Nutrition Profile: Bone Health, Diabetes Appropriate, Egg Free, Gluten-Free, Healthy Aging, Healthy Immunity, Heart Healthy, High Blood Pressure, High Calcium, High Protein, Low Sodium, Nut-Free, Soy-Free
Ingredients:
- 1 ½ cups water
- 1 cup low-sodium chicken broth
- ¾ cup quick grits (not instant)
- ½ teaspoon ground pepper, divided
- ¾ cup shredded extra-sharp Cheddar cheese
- ½ teaspoon hot sauce, such as Tabasco (Optional)
- 4 large bell peppers
- 1 pound peeled and deveined large shrimp (16-20 count), chopped
- 1 bunch of scallions, trimmed and sliced
- 1 tablespoon extra-virgin olive oil
- ½ teaspoon garlic powder
- ¼ teaspoon salt
Directions:
- Preheat your oven to 350°F.
- In a large saucepan, over medium-high heat, bring water and broth to a boil. Grits and 1/4 teaspoon pepper are whisked in. Reduce the heat to medium-low; cover and cook, stirring occasionally, for 5 to 7 minutes, or until thickened. Take the pan off the heat and add the cheese and hot sauce (if using). Keep warm by wrapping in a blanket.

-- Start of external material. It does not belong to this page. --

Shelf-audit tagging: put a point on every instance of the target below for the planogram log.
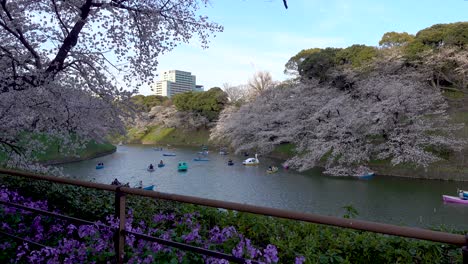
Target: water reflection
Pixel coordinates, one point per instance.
(384, 199)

- Scoop out the seeds from the cavities of bell peppers by cutting off the stem ends. Bake for 5 minutes after placing the peppers on one end of a large rimmed baking sheet.
- In the meantime, in a medium mixing bowl, combine the shrimp, scallions, oil, garlic powder, salt, and the remaining 1/4 teaspoon of pepper. Spread an even layer on the empty side of the baking sheet. Bake for about 10 minutes, stirring once, until the peppers soften and the shrimp is just cooked through. Take the oven rack out. Stir the shrimp mixture into the grits, then divide it among the four bell peppers. Cook for another 10 minutes, or until the mixture is hot.